NI’s Inverter Test System simulates EV powertrains to perform hardware-in-the-lop (HIL) tests of traction inverter electronic control units (ECUs). (Photo: Business Wire)

NI expands electric vehicle testing ecosystem by collaborating with D&V Electronics on power-level inverter testing

November 2, 2021

AUSTIN, Texas—National Instruments (NI), the developer of automated test and measurement systems, is working to enhance testing environments and workflows for validation of electric vehicle (EV) traction inverters. Toward this goal, NI has introduced a new Inverter Test System (ITS) and established a collaboration agreement with D&V Electronics for testing of power-level inverters, the company said in a release.

According to NI, both achievements promise to accelerate innovation for EVs by integrating test earlier in the product development lifecycle. By simulating EV powertrains to perform hardware-in-the-loop (HIL) tests of traction inverter electronic control units (ECUs), the ITS allows EV test engineers to create more life-like scenarios that are not easily and accurately reproduced on the road.

For more than a century, NI said, automotive powertrain engineers focused on optimizing the combustion engine. Although the arrival of the electric vehicle brings the promise of a sustainable future, the engineering challenge has proven formidable. However, the problem-solving capabilities of NI, coupled with the expertise of D&V Electronics, are said to allow customers to spend more time engineering ambitiously toward Vision Zero, and less time troubleshooting their test systems.

Through the collaboration between NI and D&V, electric motor and direct current power emulators can be inserted into the test workflow to enable durability and thermal testing of the inverter component, at full power, in a high quality, cost-effective, and safe environment. Adding more simulation fidelity and capabilities speeds up the entire development process at a lower overall cost than field tests, NI said in the release.

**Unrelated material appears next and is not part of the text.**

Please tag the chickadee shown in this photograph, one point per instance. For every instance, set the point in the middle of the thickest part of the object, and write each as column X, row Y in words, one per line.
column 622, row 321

“Automotive engineers are constantly modifying simulation models based on evolving electric vehicle performance and test requirements,” said Noah Reding, senior director of validation, transportation at NI, in the release. “They need integrated solutions to seamlessly move these models from design to validation. Advancements such as these speed up EV adoption and production innovations by eliminating inefficiencies in the testing process.”

“Traction inverters are the heart of the powertrain, and inverter design technology is changing rapidly,” said Uday Deshpande, chief technology officer of D&V Electronics, in the release. “D&V’s innovative power emulators, combined with NI’s high-speed test platforms, will offer customers future-ready capabilities that enable coverage from component to system level testing in a controlled environment. Our team is excited to partner with NI on its new inverter test offerings, and we look forward to ongoing success.”